Hi,
I'm looking for a way to pull the last characters from a String, regardless of size. Lets take these strings into example:
"abcd: efg: 1006746"
"bhddy: nshhf36: 1006754"
"hfquv: nd: 5894254"
As you can see, completely random strings, but they have 7 numbers at the end. How would I be able to take those 7 numbers?
Edit:
I just realized that String[] string = s.split(": "); would work great here, as long as I call string[2] for the numbers and string[1] for anything in the middle.
How about:
String numbers = text.substring(text.length() - 7);
That assumes that there are 7 characters at the end, of course. It will throw an exception if you pass it "12345". You could address that this way:
String numbers = text.substring(Math.max(0, text.length() - 7));
or
String numbers = text.length() <= 7 ? text : text.substring(text.length() - 7);
Note that this still isn't doing any validation that the resulting string contains numbers - and it will still throw an exception if text is null.
This should work
Integer i= Integer.parseInt(text.substring(text.length() - 7));
Lots of things you could do.
s.substring(s.lastIndexOf(':') + 1);
will get everything after the last colon.

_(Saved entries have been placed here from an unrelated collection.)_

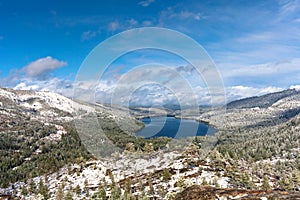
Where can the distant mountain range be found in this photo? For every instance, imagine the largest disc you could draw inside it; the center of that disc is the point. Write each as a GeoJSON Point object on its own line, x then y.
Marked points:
{"type": "Point", "coordinates": [41, 151]}
{"type": "Point", "coordinates": [263, 101]}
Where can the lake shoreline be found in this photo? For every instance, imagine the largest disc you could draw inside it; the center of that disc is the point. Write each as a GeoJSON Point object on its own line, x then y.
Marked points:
{"type": "Point", "coordinates": [174, 127]}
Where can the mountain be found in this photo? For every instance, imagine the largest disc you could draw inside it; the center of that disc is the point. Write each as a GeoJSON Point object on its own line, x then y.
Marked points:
{"type": "Point", "coordinates": [263, 101]}
{"type": "Point", "coordinates": [44, 155]}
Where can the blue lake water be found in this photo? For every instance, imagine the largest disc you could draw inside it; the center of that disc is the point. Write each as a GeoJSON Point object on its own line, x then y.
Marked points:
{"type": "Point", "coordinates": [173, 127]}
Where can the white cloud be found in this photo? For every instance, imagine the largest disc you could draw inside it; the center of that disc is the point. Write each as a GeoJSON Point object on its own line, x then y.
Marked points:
{"type": "Point", "coordinates": [113, 26]}
{"type": "Point", "coordinates": [43, 66]}
{"type": "Point", "coordinates": [61, 86]}
{"type": "Point", "coordinates": [296, 87]}
{"type": "Point", "coordinates": [288, 7]}
{"type": "Point", "coordinates": [187, 15]}
{"type": "Point", "coordinates": [147, 23]}
{"type": "Point", "coordinates": [87, 35]}
{"type": "Point", "coordinates": [146, 3]}
{"type": "Point", "coordinates": [132, 22]}
{"type": "Point", "coordinates": [239, 92]}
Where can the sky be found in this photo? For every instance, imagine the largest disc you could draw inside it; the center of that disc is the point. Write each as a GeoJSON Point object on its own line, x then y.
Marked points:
{"type": "Point", "coordinates": [255, 45]}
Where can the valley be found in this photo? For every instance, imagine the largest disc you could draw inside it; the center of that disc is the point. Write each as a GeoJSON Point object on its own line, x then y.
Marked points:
{"type": "Point", "coordinates": [253, 154]}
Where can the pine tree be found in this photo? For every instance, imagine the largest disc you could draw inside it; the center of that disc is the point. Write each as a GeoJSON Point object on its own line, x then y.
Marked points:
{"type": "Point", "coordinates": [166, 175]}
{"type": "Point", "coordinates": [24, 191]}
{"type": "Point", "coordinates": [265, 184]}
{"type": "Point", "coordinates": [59, 195]}
{"type": "Point", "coordinates": [77, 190]}
{"type": "Point", "coordinates": [68, 196]}
{"type": "Point", "coordinates": [86, 189]}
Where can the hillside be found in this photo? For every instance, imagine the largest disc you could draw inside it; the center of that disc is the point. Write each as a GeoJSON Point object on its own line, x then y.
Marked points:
{"type": "Point", "coordinates": [263, 101]}
{"type": "Point", "coordinates": [42, 154]}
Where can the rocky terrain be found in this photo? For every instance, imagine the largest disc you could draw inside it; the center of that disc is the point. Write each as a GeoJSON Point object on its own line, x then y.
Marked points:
{"type": "Point", "coordinates": [254, 154]}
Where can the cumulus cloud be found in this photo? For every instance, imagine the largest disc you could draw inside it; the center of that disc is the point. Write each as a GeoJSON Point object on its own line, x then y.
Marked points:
{"type": "Point", "coordinates": [240, 91]}
{"type": "Point", "coordinates": [43, 66]}
{"type": "Point", "coordinates": [113, 26]}
{"type": "Point", "coordinates": [296, 87]}
{"type": "Point", "coordinates": [146, 3]}
{"type": "Point", "coordinates": [87, 35]}
{"type": "Point", "coordinates": [61, 86]}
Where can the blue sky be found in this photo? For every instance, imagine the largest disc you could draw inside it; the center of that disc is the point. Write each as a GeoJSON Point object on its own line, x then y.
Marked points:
{"type": "Point", "coordinates": [255, 44]}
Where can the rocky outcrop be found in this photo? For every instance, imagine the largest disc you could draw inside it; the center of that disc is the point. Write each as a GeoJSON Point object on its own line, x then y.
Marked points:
{"type": "Point", "coordinates": [211, 193]}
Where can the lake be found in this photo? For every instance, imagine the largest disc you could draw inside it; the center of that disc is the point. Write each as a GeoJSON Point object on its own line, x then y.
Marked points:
{"type": "Point", "coordinates": [173, 127]}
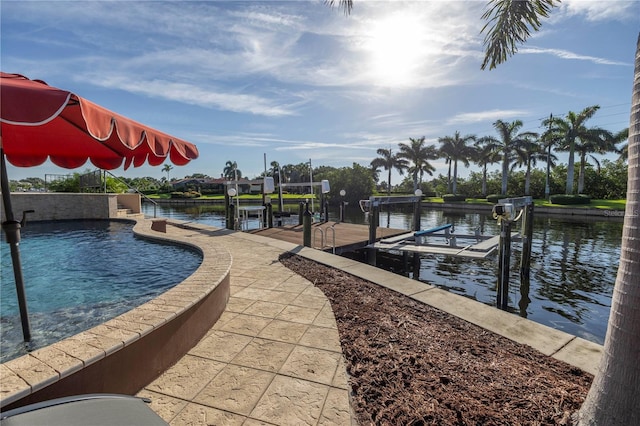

s.substring(s.lastIndexOf(' ') + 1);
everything after the last space.
String numbers[] = s.split("[0-9]+");
splits off all sequences of digits; the last element of the numbers array is probably what you want.
I'd use either String.split or a regex:
Using String.split
String[] numberSplit = yourString.split(":") ;
String numbers = numberSplit[ (numberSplit.length-1) ] ; //!! last array element
Using RegEx (requires import java.util.regex.*)
String numbers = "" ;
Matcher numberMatcher = Pattern.compile("[0-9]{7}").matcher(yourString) ;
if( matcher.find() ) {
numbers = matcher.group(0) ;
}